Monday, April 2, 2012

A Letter

In the days before the ratification of the 16th and 17th Amendments in 1913, the debate in the Congress between the House and the Senate was a debate between advocates of the central government and advocates of the sovereign states. The powers of the central government were severely constrained by the limited enumerated powers prescribed in the Constitution. The House, quite properly on behalf of the Federal government, advocates a more expansive Federal Government role. This requires a more liberal interpretation of the Constitution. The Senate, in the days before 1913, was the advocate for the role of the several states in the governance of the nation. This was accomplished by a conservative interpretation of the Constitution limiting the expansion of federal power.

            Since 1913, both national political parties have embraced the elite Ruling Oligarchy and improperly influence the elections in both the House and Senate.

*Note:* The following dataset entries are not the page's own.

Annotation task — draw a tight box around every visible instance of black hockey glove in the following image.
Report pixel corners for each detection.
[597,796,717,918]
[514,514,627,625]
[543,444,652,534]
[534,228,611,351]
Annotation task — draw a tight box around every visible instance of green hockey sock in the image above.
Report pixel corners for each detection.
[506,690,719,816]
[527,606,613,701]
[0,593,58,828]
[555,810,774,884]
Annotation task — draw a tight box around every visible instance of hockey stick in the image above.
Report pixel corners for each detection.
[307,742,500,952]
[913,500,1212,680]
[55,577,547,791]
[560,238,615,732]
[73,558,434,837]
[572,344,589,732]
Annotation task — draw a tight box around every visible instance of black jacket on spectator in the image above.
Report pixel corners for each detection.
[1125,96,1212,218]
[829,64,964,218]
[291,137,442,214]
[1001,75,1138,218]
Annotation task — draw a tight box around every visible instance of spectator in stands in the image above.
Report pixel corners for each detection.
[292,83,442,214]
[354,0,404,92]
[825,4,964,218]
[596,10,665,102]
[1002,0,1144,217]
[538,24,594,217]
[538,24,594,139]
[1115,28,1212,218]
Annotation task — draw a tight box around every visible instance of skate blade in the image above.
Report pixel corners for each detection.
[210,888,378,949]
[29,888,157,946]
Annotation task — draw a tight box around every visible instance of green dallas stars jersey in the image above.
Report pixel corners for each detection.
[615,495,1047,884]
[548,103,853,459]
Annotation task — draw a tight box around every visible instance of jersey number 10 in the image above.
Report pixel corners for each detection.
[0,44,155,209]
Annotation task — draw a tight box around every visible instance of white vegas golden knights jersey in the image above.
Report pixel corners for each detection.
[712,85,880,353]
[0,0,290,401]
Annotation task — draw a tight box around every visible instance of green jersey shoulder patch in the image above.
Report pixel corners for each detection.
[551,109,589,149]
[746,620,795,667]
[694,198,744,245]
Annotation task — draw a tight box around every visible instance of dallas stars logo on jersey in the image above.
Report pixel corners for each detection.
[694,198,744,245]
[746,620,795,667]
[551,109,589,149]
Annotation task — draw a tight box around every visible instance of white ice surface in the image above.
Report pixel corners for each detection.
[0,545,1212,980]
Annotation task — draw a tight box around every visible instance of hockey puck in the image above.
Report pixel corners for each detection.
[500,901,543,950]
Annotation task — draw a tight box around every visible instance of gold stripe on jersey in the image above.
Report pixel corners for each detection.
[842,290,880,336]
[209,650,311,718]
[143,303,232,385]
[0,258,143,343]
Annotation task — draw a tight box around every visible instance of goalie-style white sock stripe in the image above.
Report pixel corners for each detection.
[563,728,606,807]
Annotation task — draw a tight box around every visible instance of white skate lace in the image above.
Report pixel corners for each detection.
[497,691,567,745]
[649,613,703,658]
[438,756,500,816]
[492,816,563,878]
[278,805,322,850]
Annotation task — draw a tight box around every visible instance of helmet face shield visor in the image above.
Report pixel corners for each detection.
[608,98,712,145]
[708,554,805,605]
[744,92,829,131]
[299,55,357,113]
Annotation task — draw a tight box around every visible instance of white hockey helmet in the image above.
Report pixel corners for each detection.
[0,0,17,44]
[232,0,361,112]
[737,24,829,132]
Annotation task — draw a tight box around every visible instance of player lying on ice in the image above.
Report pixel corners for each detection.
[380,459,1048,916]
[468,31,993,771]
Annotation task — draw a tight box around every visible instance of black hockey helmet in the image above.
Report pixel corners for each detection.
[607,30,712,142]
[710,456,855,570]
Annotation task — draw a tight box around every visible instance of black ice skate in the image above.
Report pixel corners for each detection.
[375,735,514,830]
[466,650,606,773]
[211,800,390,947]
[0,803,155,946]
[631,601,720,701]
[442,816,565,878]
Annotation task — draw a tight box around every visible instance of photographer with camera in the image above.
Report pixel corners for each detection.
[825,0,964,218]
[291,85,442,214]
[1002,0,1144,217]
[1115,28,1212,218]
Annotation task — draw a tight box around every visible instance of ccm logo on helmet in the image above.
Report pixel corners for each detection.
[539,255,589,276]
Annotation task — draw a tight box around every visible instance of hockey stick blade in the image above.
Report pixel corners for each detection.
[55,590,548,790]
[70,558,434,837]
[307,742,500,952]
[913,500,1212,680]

Both sides of the debates are now represented by advocates of the central government.

            Today, the Supreme Court is not conservative or liberal based upon the governance postures of the central government and the sovereign states. The justices are viewed as conservative or liberal depending upon the nominating political party and its political agenda.

            The ratification of the 16th and 17th Amendments destroyed the balance of power between the several states and the central government. This reconfiguration of the Constitution has similarly distorted the role of the Executive and Supreme Court branches of our Federal Government.

            If those who call themselves conservatives do not recognize and act to restore this balance of power in the Congress by addressing this underlying problem, their good intentions to restore the voice of the people will be short lived and in vain.